Furthermore, given the historical circumstance of its birth, in the dying days of the British Empire and of colonialism in general, a certain cynical realpolitik was necessary to combat the efforts of the mercurial British and their newfound Arab extremist allies who objected to the settlement of Jews in Palestine because they were Jews, non-Muslims. A deep seated ethnicity indeed permeates the neighborhood. This too is clear in the minds of Israelis today.

And while it is true that Israel does possess a legal system that is in many respects ethnically-based, it is also true that by comparison to its neighbors, or, indeed, to any other country in the Middle East, it shines supreme in the degree to which it is a liberal democracy and in the way in which, notwithstanding its restrictionist laws, it treats its minorities, including women and gays. There is simply no excuse, in this regard, to hold Israel to a double standard, waxing belligerent condemnation of Israeli policy while staying silent on the horrors occurring in the rest of her neighborhood. On that I have harped persistently.
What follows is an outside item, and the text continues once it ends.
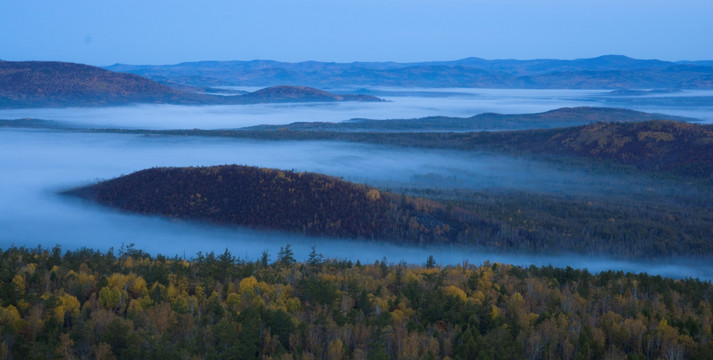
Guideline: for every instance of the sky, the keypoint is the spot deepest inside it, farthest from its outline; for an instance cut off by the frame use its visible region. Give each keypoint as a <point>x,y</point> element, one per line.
<point>172,31</point>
But having said all this, it still remains that American Jews, contrary to what Gordis seems to hope, will never be able to get comfortable with ethnically based social policies of the kind that Israel has. In truth, they smack of the very impetus that propelled the opposition to Jewish settlement in the first place. In American eyes, in my eyes, these are not two morally equivalent worldviews. That is the sin of multi-culturalism.  If the principles of classical liberalism are valid, they are universally valid. Sad to say, the use of the phrase “apartheid state” has its explanation in this, though, based on what apartheid really was, I firmly reject that phrase as applied to Israel.
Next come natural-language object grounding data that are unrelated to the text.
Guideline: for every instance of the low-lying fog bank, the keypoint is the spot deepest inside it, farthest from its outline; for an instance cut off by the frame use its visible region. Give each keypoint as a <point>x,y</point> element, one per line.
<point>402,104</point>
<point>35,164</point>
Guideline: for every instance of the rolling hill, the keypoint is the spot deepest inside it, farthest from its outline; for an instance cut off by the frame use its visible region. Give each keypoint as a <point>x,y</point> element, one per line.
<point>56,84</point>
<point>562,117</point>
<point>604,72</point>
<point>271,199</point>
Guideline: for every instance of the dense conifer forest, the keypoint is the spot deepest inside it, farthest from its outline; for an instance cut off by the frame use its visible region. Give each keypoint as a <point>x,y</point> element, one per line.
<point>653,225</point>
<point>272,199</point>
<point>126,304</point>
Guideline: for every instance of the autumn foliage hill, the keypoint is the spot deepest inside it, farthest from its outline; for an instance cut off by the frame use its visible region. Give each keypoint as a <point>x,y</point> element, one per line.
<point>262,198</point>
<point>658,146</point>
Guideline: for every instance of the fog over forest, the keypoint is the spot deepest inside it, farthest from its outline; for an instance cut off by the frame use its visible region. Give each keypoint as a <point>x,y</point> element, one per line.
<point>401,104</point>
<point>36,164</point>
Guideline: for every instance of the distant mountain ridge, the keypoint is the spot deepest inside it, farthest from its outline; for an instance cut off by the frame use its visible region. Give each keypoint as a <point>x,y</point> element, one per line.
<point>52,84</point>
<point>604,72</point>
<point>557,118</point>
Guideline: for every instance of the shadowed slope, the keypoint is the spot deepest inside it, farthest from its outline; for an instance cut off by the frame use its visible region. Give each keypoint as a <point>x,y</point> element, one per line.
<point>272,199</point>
I think, in the end, Gordis would be better advised not to defend these laws as necessary evils in their current form, including finding a rationale for the religious monopoly and its intrusion into private decisions. I think of it differently. From an individual rights perspective, people have a right to affiliate in groups in any way they see fit as long as they act peacefully. It is the role of the state that is problematic. Israelis look to the state to design and enforce their national/ethnic aspirations and that is a problem. If the top priority is to preserve a Jewish homeland, a safe haven for Jews, one need not do this from the very top. The notion of a free republic in which “minority rights” are guaranteed is not unreasonable. Minority rights means the rights of individuals to express themselves religiously, culturally, educationally, etc. Some “situational” conditions may have to be incorporated in the governance structure, as was attempted, sadly unsuccessfully in the end, in Lebanon, with its arrangement to share governance between Christians and Moslems. Perhaps some sort of federal arrangement might work to prevent ethnic violence. But, in the end, I would maintain, to deny equal freedom to the residents of any country on the basis of their ethnicity remains unacceptable and that the desire to preserve cultural identity and traditions (as opposed to physical safety) does not override this.

I am not an expert. These are my armchair reactions to this excellent book.